Nishan Akalanka (in pink shirt), 19, and teacher Rajith Madushan (in blue shirt) communicate via sign language at The Ceylon School for the Deaf and Blind in Ratmalana, Sri Lanka. Akalanka says a new glossary of sign language terms for sexuality and reproductive issues will help experts teach deaf and hearing-impaired people about those topics. Aanya Wipulasena, GPJ Sri Lanka
Sri Lanka

Deaf people in Sri Lanka can now communicate more easily about sex and reproductive health thanks to newly-developed signs. The Sign Language Glossary on Sexual and Reproductive Health and Rights was released in December and is being introduced into schools where teachers can help improve sex education for deaf and hearing-impaired students.

RATMALANA, SRI LANKA — Nishan Akalanka, 19, says his parents never told him about sex.

“They don’t talk about sex with me at all,” Akalanka says, via a sign language interpreter.

Parents in Sri Lanka’s conservative culture rarely speak to their children about sex. But for Akalanka, the situation is even harder. He is deaf and can only communicate with his parents through sign language. For years, the only existing sign language for sexual terms were vulgar gestures, and he avoids those, he says.

Everything Akalanka knows about sex came from discussions with his deaf friends, he says. But he knows that information might not be reliable.

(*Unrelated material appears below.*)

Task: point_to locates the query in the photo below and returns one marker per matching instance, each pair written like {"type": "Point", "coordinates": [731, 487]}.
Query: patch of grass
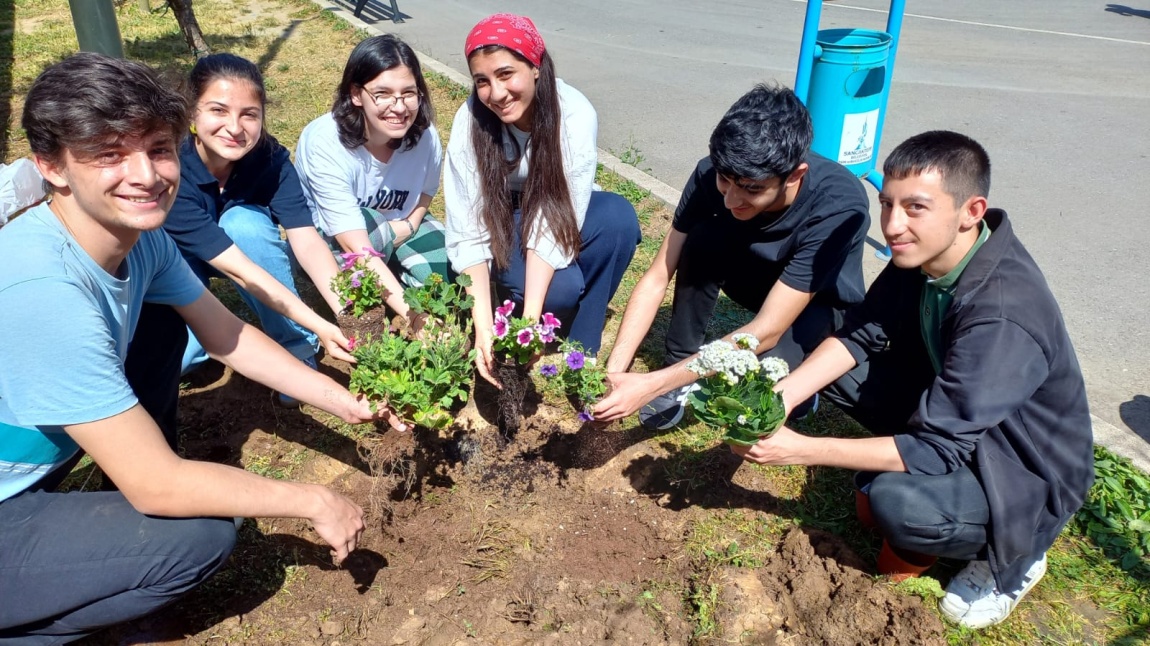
{"type": "Point", "coordinates": [630, 154]}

“My friends don’t talk about it much and I don’t get much information by talking to them too because they are also in school and don’t get exposed to society and information much,” says Akalanka, who lives and studies at The Ceylon School for the Deaf and Blind in Ratmalana, a suburb of Colombo, Sri Lanka’s commercial capital.

Sex education was taught briefly in a science class, he says, but there wasn’t much discussion.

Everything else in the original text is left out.